А потом, когда идут люди к ламповой, каждый кряхтит от усталости, думает о доме, о нелегкой жизни и никак не поймет, в чем оно есть, это самое чувство своей разумной, доброй силы, которую только и поймешь, когда она сплелась с общей силой; чувство своей свободы, которую отдал другим людям, связал с ними, а в этом и есть свобода; чувство подчинения власти бригадира Новикова и ясное ощущение того, что в этом всем вдруг взяло да раскрылось лучшее, что доступно человеку.

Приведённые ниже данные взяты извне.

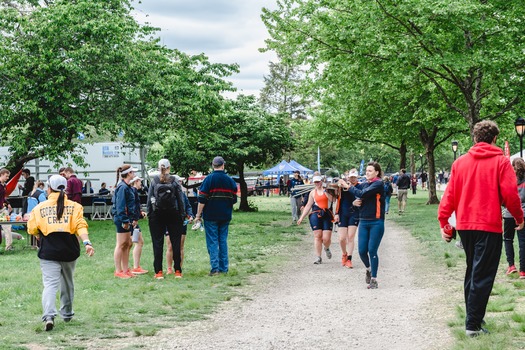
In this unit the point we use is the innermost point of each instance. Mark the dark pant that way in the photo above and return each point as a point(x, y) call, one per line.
point(159, 222)
point(370, 233)
point(483, 251)
point(509, 229)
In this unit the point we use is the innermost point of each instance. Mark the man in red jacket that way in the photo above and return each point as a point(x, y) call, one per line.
point(481, 181)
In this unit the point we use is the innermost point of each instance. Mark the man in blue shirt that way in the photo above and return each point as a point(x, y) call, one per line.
point(217, 195)
point(296, 202)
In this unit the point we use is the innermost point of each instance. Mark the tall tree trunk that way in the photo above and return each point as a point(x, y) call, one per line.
point(428, 141)
point(412, 163)
point(432, 193)
point(243, 206)
point(403, 155)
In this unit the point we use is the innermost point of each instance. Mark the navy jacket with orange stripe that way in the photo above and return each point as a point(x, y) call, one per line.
point(373, 196)
point(218, 192)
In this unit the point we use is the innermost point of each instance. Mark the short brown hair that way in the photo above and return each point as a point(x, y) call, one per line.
point(485, 131)
point(519, 167)
point(377, 168)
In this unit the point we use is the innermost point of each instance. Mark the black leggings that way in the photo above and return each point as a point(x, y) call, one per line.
point(509, 230)
point(159, 222)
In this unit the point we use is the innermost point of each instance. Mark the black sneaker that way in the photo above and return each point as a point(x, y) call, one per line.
point(49, 324)
point(474, 334)
point(368, 277)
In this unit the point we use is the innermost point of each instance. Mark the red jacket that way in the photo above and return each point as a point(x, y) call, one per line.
point(481, 181)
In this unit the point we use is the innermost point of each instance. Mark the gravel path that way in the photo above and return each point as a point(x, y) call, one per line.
point(308, 306)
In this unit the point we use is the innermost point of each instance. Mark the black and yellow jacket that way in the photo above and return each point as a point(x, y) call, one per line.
point(58, 238)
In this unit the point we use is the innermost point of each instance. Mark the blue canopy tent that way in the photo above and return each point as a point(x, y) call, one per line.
point(283, 168)
point(301, 168)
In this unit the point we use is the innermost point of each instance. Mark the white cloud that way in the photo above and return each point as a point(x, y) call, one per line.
point(227, 31)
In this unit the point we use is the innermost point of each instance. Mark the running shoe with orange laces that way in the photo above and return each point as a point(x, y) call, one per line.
point(139, 271)
point(511, 269)
point(348, 264)
point(121, 274)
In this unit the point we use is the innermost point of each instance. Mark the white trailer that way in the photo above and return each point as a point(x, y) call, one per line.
point(102, 161)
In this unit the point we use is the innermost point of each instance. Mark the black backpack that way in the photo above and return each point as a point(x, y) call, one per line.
point(168, 195)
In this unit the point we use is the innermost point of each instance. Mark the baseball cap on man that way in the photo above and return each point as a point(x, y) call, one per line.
point(136, 178)
point(164, 163)
point(127, 169)
point(218, 161)
point(57, 182)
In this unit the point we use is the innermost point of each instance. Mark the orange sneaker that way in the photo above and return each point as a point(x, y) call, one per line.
point(139, 271)
point(121, 274)
point(511, 269)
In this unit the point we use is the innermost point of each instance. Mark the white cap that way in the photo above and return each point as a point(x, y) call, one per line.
point(57, 182)
point(136, 178)
point(128, 170)
point(317, 178)
point(178, 178)
point(164, 163)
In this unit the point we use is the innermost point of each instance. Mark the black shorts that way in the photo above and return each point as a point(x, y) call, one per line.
point(321, 220)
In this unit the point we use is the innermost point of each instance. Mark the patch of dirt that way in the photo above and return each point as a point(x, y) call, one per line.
point(307, 306)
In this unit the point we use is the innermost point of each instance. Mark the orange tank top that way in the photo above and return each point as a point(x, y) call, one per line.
point(321, 200)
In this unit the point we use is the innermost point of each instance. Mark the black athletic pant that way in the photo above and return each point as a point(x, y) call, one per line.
point(483, 251)
point(509, 230)
point(159, 222)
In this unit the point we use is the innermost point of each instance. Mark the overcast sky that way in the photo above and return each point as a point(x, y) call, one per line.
point(227, 31)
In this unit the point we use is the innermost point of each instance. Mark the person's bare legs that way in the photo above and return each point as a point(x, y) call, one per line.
point(121, 253)
point(343, 241)
point(318, 242)
point(137, 252)
point(182, 240)
point(169, 255)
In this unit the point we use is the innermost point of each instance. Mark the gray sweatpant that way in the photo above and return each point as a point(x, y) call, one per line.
point(57, 274)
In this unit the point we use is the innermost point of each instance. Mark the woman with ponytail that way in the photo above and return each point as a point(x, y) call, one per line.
point(123, 216)
point(56, 223)
point(166, 216)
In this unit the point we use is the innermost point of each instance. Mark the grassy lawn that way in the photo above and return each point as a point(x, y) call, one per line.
point(107, 307)
point(506, 309)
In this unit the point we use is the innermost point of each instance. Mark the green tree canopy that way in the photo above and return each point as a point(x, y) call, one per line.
point(243, 134)
point(88, 66)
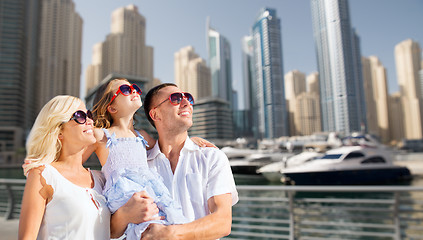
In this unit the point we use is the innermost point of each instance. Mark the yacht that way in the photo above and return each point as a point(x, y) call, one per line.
point(348, 165)
point(273, 171)
point(249, 164)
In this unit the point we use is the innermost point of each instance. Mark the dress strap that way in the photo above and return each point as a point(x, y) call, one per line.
point(141, 138)
point(111, 138)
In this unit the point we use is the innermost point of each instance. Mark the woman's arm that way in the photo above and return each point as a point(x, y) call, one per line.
point(36, 195)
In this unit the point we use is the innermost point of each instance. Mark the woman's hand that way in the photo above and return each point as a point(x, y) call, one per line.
point(202, 142)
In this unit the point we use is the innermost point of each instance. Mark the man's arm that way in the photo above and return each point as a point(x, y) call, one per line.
point(213, 226)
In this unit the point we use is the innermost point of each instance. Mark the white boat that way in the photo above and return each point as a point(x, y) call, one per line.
point(272, 171)
point(251, 163)
point(348, 165)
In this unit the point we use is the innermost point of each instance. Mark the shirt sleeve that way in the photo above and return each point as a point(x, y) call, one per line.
point(220, 178)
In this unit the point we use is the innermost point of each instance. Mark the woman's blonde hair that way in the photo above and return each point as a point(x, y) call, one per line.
point(43, 145)
point(102, 117)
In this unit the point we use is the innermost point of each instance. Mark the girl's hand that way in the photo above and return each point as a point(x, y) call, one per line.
point(202, 142)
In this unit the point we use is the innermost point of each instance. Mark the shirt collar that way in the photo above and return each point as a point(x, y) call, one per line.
point(189, 145)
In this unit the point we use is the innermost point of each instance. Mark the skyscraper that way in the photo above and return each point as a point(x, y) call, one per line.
point(191, 73)
point(396, 118)
point(18, 64)
point(59, 50)
point(268, 75)
point(124, 51)
point(408, 60)
point(376, 95)
point(220, 63)
point(295, 84)
point(246, 116)
point(338, 56)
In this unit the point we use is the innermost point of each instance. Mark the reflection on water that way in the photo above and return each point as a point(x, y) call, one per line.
point(241, 179)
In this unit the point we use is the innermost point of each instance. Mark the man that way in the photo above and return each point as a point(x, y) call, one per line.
point(200, 179)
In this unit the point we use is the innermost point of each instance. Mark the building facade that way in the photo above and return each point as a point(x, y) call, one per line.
point(192, 74)
point(295, 84)
point(60, 47)
point(124, 51)
point(408, 63)
point(212, 119)
point(220, 63)
point(18, 69)
point(268, 75)
point(376, 95)
point(396, 118)
point(40, 46)
point(337, 50)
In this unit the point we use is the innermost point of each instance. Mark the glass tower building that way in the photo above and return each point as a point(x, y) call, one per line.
point(268, 75)
point(338, 59)
point(19, 20)
point(220, 63)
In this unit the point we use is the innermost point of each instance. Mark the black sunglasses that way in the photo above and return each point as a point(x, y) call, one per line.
point(81, 117)
point(176, 98)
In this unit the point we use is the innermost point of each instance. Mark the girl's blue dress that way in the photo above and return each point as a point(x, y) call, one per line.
point(127, 172)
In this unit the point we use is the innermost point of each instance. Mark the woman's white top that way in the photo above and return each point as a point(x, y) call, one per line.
point(74, 212)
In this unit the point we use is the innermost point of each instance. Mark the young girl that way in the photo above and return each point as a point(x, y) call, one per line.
point(122, 153)
point(62, 199)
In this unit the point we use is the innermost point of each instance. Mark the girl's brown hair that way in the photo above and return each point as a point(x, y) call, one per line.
point(102, 117)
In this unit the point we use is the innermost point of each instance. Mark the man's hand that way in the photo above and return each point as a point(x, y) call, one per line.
point(158, 231)
point(139, 208)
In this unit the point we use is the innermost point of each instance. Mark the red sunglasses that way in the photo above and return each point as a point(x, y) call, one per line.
point(176, 98)
point(126, 90)
point(81, 117)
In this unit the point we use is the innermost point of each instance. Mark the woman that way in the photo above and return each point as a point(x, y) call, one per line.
point(62, 199)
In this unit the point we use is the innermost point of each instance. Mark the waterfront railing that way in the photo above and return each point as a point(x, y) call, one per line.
point(303, 212)
point(328, 212)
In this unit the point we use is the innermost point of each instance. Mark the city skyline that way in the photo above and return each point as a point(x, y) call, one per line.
point(168, 30)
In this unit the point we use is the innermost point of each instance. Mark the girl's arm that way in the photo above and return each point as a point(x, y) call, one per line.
point(150, 140)
point(36, 195)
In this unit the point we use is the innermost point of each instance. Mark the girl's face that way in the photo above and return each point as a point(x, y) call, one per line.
point(78, 134)
point(132, 101)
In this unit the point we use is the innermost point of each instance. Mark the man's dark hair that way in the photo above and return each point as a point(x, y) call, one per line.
point(149, 99)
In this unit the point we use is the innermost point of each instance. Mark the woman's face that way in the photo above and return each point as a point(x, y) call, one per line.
point(78, 134)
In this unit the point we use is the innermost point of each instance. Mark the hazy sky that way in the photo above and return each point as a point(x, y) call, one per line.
point(173, 24)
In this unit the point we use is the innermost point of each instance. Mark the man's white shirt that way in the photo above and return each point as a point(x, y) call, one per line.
point(200, 174)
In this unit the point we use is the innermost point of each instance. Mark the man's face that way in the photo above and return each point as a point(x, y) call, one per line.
point(172, 116)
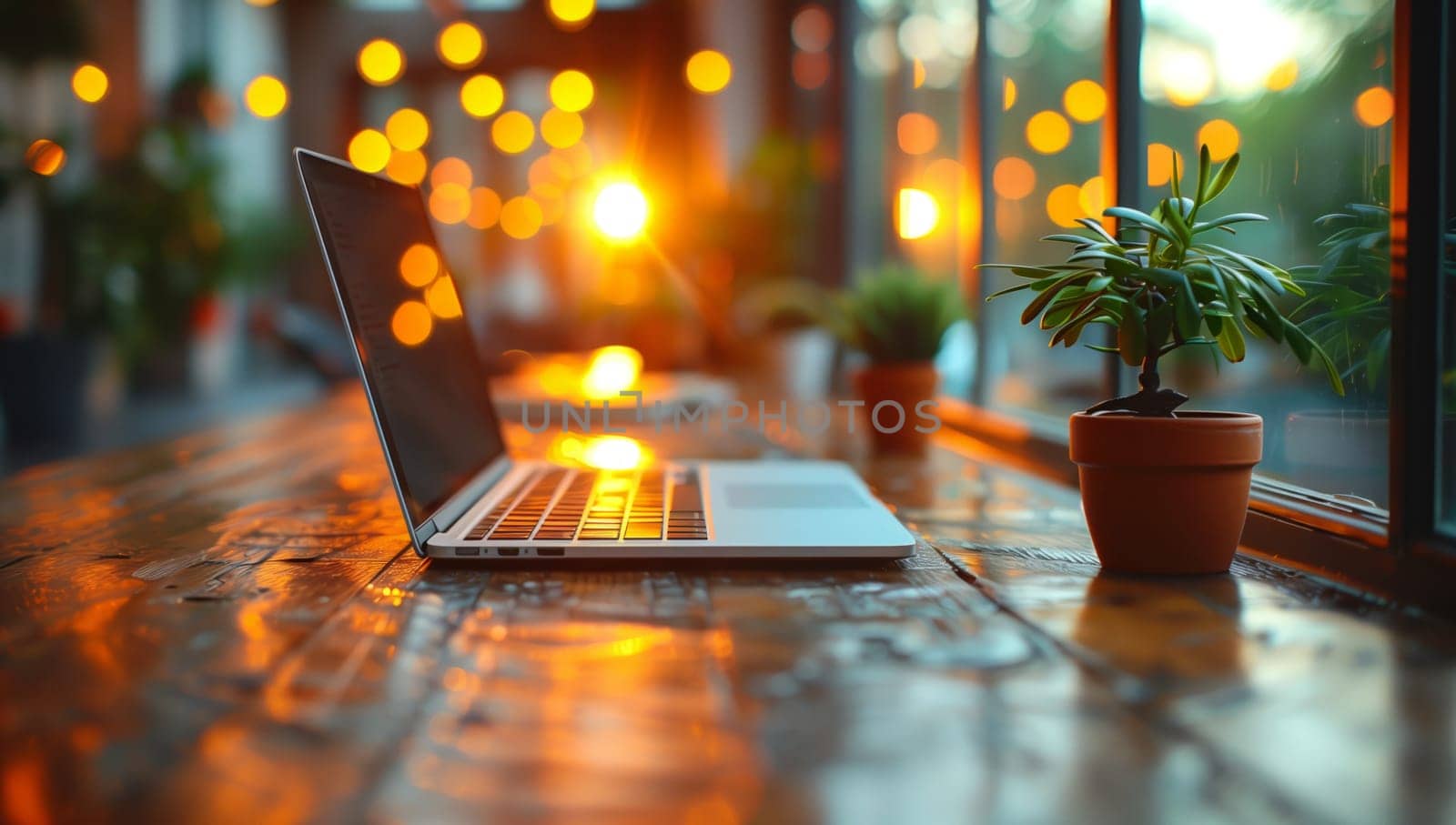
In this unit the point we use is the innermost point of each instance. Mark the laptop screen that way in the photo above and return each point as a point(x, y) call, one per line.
point(421, 368)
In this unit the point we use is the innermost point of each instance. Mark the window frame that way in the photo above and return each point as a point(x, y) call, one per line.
point(1397, 555)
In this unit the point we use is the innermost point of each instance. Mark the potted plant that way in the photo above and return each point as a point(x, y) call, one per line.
point(1165, 490)
point(895, 317)
point(1347, 315)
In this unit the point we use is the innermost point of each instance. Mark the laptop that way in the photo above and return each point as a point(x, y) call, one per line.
point(465, 498)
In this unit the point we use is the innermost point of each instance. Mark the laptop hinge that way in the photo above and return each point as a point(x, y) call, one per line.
point(458, 504)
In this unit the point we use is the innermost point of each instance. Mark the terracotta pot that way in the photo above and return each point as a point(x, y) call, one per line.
point(905, 385)
point(1167, 495)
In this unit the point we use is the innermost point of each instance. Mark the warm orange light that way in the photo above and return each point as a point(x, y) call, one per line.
point(380, 61)
point(46, 157)
point(1085, 101)
point(1048, 133)
point(916, 133)
point(521, 217)
point(485, 208)
point(1281, 75)
point(513, 133)
point(411, 323)
point(443, 300)
point(613, 453)
point(571, 90)
point(369, 150)
point(1375, 106)
point(1092, 196)
point(407, 166)
point(571, 15)
point(89, 82)
point(1220, 137)
point(812, 28)
point(407, 128)
point(1161, 163)
point(917, 214)
point(612, 370)
point(621, 211)
point(450, 170)
point(708, 72)
point(482, 96)
point(561, 128)
point(460, 45)
point(419, 265)
point(266, 96)
point(450, 203)
point(1065, 206)
point(810, 68)
point(1014, 177)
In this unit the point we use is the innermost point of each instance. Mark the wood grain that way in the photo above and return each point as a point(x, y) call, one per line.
point(232, 628)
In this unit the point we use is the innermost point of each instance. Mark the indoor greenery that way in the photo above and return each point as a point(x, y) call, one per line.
point(895, 315)
point(1162, 284)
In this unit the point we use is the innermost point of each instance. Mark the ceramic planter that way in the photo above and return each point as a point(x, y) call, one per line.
point(1167, 495)
point(905, 385)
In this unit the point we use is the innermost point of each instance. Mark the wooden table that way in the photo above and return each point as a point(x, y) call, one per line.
point(232, 628)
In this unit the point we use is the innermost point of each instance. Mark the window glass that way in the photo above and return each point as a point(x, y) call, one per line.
point(1043, 145)
point(1302, 90)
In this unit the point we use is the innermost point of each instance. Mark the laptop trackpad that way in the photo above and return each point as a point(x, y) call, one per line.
point(794, 497)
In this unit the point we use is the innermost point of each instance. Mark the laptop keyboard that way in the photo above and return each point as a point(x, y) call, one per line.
point(560, 504)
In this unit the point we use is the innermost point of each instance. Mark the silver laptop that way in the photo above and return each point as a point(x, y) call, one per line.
point(465, 498)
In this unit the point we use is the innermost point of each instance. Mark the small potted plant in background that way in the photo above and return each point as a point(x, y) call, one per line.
point(1347, 315)
point(897, 319)
point(1165, 490)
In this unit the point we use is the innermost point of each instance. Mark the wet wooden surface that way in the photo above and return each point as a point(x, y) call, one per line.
point(232, 628)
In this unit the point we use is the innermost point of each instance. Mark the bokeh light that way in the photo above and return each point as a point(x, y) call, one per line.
point(1065, 206)
point(561, 128)
point(451, 170)
point(89, 83)
point(1085, 101)
point(419, 265)
point(450, 203)
point(443, 300)
point(46, 157)
point(482, 96)
point(380, 61)
point(521, 217)
point(812, 28)
point(1048, 133)
point(460, 45)
point(485, 208)
point(1092, 196)
point(917, 213)
point(571, 90)
point(407, 166)
point(1220, 137)
point(1014, 177)
point(621, 211)
point(266, 96)
point(407, 130)
point(1375, 106)
point(369, 150)
point(411, 323)
point(571, 15)
point(1161, 163)
point(916, 133)
point(513, 133)
point(708, 72)
point(1281, 75)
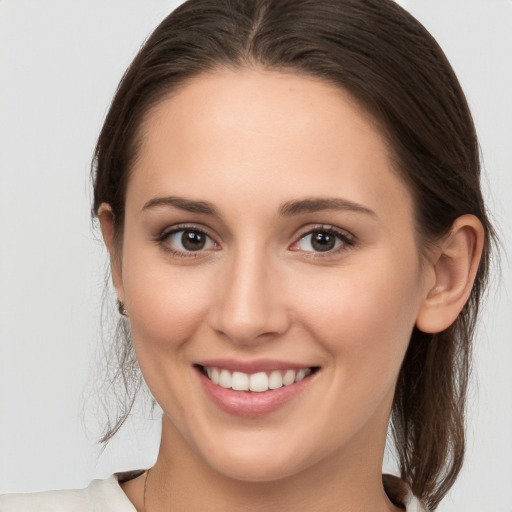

Ночью на шахтном дворе состоялся короткий митинг. Шахтеров ночной смены предупредили днем, чтобы они пришли в нарядную на двадцать минут раньше обычного. Клеть беспрерывно качала из-под земли людей, отработавших смену: на подземном рудничном дворе секретарь парткома Моторин предупреждал о предстоящем собрании.
Когда кто-нибудь говорил: «Где ж тут собрание после работы, устал народ»,— Моторин отвечал:
— Ничего, товарищи, осенняя ночь длинная, успеете отоспаться, всех, кого надо, во сне увидите.
Ночь была темная, беззвездная, ветреная; слышался шорох листвы на деревьях и ровный далекий шум соснового леса. Несколько раз начинал накрапывать дождь, и в холодных мелких каплях, падавших на лица и руки людей, словно таилось напоминание об осеннем ненастье, распутице, о надвигающейся зиме с метелями, заносами. Свет прожектора над шахтным копром косым лучом освещал небо, и казалось, что не листва деревьев, не лес шумит, а шуршат по небу рваными боками тяжелые, шершавые облака.
На сколоченном из досок помосте стояли партийные и технические руководители, а вокруг негромко гудела толпа шахтеров, и черные лица выехавших из шахты людей сливались с чернотой ночи.
Там и здесь вспыхивали десятки огоньков-цигарок, и с какой-то почти физической осязаемостью ощущалось, как выехавшие после смены шахтеры с удовольствием вдыхали вместе с сырой ночной прохладой теплый, горький махорочный дым.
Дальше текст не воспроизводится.